To nvarchar or to varchar in SQL Server to accept French text

I found one single character from the French language that its binary representation is not the same for Unicode and Windows-1252. The oe ligature. Let me rant about it…

create table test_table
(name1 varchar (1) ,
name2 nvarchar (1) )

insert test_table
values (‘œ’, ‘œ’)

select * from test_table

select ASCII(name1), ASCII(name2), Unicode(name1), unicode(name2) from test_table

select COL_LENGTH(‘test_table’,’name1′) as Length1, COL_LENGTH(‘test_table’,’name2′) as Length2 from test_table

select char(156), char(339)

drop table test_table

This character is used in the word “eggs” in French
‘des œufs’ means some eggs…

These first two sets of characters from the Latin alphabet have identical Unicode and Windows-1252 (ASCII) character code.
(Basic Latin)
http://en.wikipedia.org/wiki/Basic_Latin_Unicode_block
and
Latin-1:
http://en.wikipedia.org/wiki/Latin-1_Supplement_Unicode_block

Their binary representation is the same as they all fit in one single byte or octet.

However, the extended Latin characters do not have the same Windows-1252 (ASCII) code and Unicode code.
http://en.wikipedia.org/wiki/Latin_Extended-A_Unicode_block

From this character set, French only uses the oe ligature though.

French accents and ligatures and how to type them with the number pad:
a with grave accent
à ALT + 133 À ALT + 0192

a with circumflex
â ALT + 131 Â ALT + 0194

a with tréma
ä ALT + 132 Ä ALT + 142

a e ligature
æ ALT + 145 Æ ALT + 146

c with cedilla
ç ALT + 135 Ç ALT + 128

e with acute accent
é ALT + 130 É ALT + 144

e with grave accent
è ALT + 138 È ALT + 0200

e with circumflex
ê ALT + 136 Ê ALT + 0202

e with tréma
ë ALT + 137 Ë ALT + 0203

i with circumflex
î ALT + 140 Î ALT + 0206

i with tréma
ï ALT + 139 Ï ALT + 0207

o with circumflex
ô ALT + 147 Ô ALT + 0212

o e ligature
œ ALT + 0156 Œ ALT + 0140

u with grave accent
ù ALT + 151 Ù ALT + 0217

u with circumflex
û ALT + 150 Û ALT + 0219

u with tréma
ü ALT + 129 Ü ALT + 154

French quotation marks
« ALT + 174 » ALT + 175

Euro symbol
€ ALT + 0128

The Windows-1252 encoding can be seen here:
http://www.visibone.com/htmlref/char/webascii.htm

For more, see Joel on Software rant :-p

As most questions in technology, the answer is: it depends.

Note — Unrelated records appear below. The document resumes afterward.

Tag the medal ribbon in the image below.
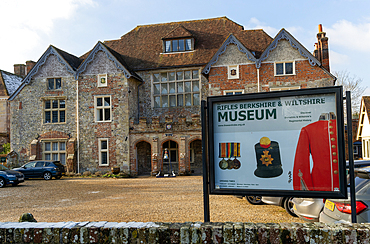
[218,142,240,158]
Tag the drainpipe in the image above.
[76,78,80,173]
[257,68,260,92]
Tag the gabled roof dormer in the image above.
[76,41,142,81]
[9,45,81,101]
[256,28,321,68]
[162,25,195,53]
[202,34,257,75]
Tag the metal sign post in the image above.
[201,101,210,222]
[345,91,357,223]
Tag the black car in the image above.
[0,164,24,188]
[14,160,65,180]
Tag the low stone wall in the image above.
[0,222,370,244]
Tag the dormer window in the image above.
[164,38,193,53]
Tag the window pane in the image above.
[48,79,54,90]
[59,153,66,165]
[104,97,110,106]
[161,73,167,82]
[170,96,176,107]
[177,82,184,93]
[154,97,161,108]
[166,41,171,53]
[176,71,184,80]
[179,39,185,52]
[285,63,293,75]
[101,152,108,164]
[276,63,284,75]
[172,40,179,52]
[55,78,62,89]
[168,72,176,81]
[185,70,191,80]
[96,97,103,107]
[193,70,199,79]
[59,142,66,151]
[100,140,108,149]
[45,100,51,109]
[52,111,58,123]
[161,84,167,94]
[45,111,51,123]
[193,81,199,91]
[154,84,161,94]
[162,96,168,108]
[177,95,184,107]
[53,100,58,108]
[96,109,103,121]
[153,74,159,82]
[104,108,110,120]
[59,110,66,122]
[185,94,191,106]
[53,153,58,160]
[52,142,59,151]
[185,81,191,92]
[193,93,200,106]
[45,142,51,151]
[185,39,191,51]
[168,82,176,93]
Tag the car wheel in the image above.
[246,196,263,205]
[44,172,51,180]
[284,197,297,217]
[0,177,6,188]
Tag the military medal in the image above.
[218,142,241,170]
[254,137,283,178]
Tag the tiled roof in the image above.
[0,70,22,96]
[97,17,272,71]
[362,96,370,121]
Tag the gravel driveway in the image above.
[0,176,302,223]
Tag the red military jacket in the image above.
[293,119,339,191]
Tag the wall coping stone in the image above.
[0,221,370,244]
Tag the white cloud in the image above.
[325,19,370,52]
[329,49,350,66]
[0,0,97,72]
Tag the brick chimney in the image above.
[26,60,36,75]
[313,24,330,72]
[14,64,26,78]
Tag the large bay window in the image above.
[152,70,200,108]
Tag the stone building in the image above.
[9,17,335,175]
[0,70,22,152]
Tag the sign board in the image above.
[207,87,347,198]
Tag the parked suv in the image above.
[0,164,24,188]
[14,160,65,180]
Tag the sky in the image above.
[0,0,370,95]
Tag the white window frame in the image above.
[151,69,202,108]
[270,86,301,91]
[94,95,112,123]
[42,140,67,165]
[224,89,244,95]
[227,65,239,80]
[46,77,62,91]
[98,74,108,87]
[42,97,67,124]
[98,138,109,166]
[274,61,295,76]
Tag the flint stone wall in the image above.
[0,221,370,244]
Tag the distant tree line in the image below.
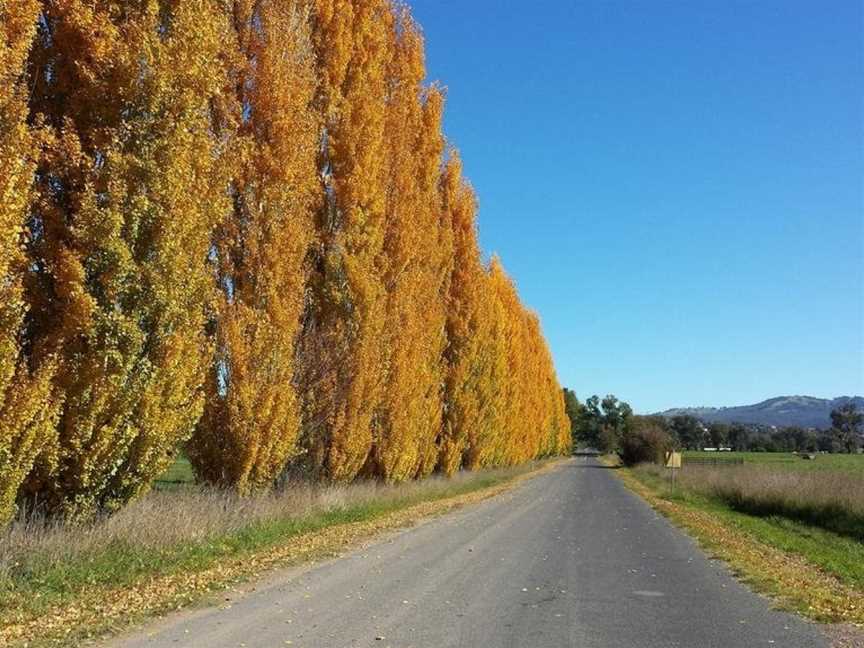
[564,388,864,461]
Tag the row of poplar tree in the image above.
[0,0,569,519]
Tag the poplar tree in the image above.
[189,0,319,492]
[299,0,394,480]
[28,0,228,515]
[373,7,452,481]
[0,0,57,524]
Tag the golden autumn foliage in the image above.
[189,0,320,491]
[0,0,57,523]
[0,0,569,518]
[371,8,452,481]
[23,0,229,513]
[301,0,395,480]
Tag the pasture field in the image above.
[684,450,864,478]
[618,452,864,623]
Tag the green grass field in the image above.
[684,450,864,477]
[155,455,195,489]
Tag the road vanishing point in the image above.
[109,457,829,648]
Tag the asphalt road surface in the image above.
[111,458,828,648]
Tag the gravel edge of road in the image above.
[601,458,864,648]
[6,457,570,648]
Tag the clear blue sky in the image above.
[410,0,864,412]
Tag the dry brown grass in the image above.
[616,465,864,624]
[0,466,530,584]
[640,464,864,541]
[0,461,557,648]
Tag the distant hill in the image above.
[660,396,864,429]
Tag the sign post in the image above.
[666,450,681,488]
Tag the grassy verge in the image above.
[604,456,864,624]
[684,450,864,477]
[0,462,554,647]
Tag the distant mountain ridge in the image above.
[659,396,864,429]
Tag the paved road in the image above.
[112,458,827,648]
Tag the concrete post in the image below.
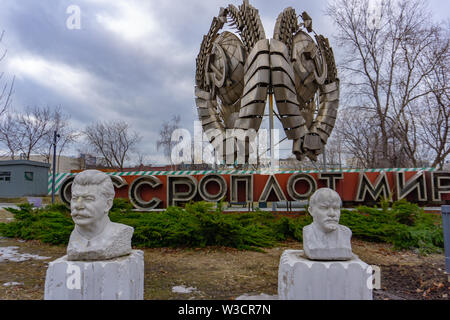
[441,206,450,282]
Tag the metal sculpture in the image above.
[195,0,339,161]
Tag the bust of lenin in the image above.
[67,170,134,261]
[303,188,353,260]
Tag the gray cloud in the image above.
[0,0,446,165]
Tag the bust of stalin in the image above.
[303,188,353,260]
[67,170,134,261]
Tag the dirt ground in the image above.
[0,238,450,300]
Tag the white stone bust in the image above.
[303,188,353,260]
[67,170,134,261]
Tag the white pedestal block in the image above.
[278,250,372,300]
[44,250,144,300]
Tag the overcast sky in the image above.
[0,0,450,163]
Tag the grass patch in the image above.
[0,199,444,253]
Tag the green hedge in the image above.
[0,199,443,253]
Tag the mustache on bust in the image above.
[71,211,91,218]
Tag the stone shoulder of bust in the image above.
[67,222,134,261]
[67,170,134,261]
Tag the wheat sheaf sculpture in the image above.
[195,0,339,161]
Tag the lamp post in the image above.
[52,130,60,204]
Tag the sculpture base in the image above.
[44,250,144,300]
[278,250,372,300]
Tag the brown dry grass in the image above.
[0,238,450,300]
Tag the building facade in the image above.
[0,160,50,198]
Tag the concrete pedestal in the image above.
[278,250,372,300]
[44,250,144,300]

http://stackoverflow.com/questions/35366/varchar-vs-nvarchar-performance

Performance wise, varchar is more efficient, less memory space, 20% to 30% smaller indexes.
Most database drivers will interpret the incoming stream and convert to Windows-1252 encoding, if the server code page is Windows 1252.
If you use way too many characters in the extended Latin group, you have no choice but using nvarchar…if you deal with other languages that are not Romance Languages, you have no choice but nvarchar.

Cheers!

3 thoughts on “To nvarchar or to varchar in SQL Server to accept French text”

  1. I certainly must to get out of my apartment considerably more and cease from wasting a large percentage of of my day practicing poker on myspace or facebook because as of late i have been missing about this. Although I can’t say that I 100% go along with every single concept, its excellent to start reading some smart commentary in place of the normal spam I see floating all over the internet. This is a great post on the subject.

  2. This is a really good read for me. Must admit that you are one of the best bloggers I ever saw. Thanks for posting this informative article.

  3. I have got 1 suggestion for your blog site. It seems like right now there are a number of cascading stylesheet troubles while launching a number of webpages in google chrome and firefox. It is working okay in internet explorer. Probably you can double check that.

Leave a Reply

Your email address will not be published.

This site uses Akismet to reduce spam. Learn how your comment data is processed.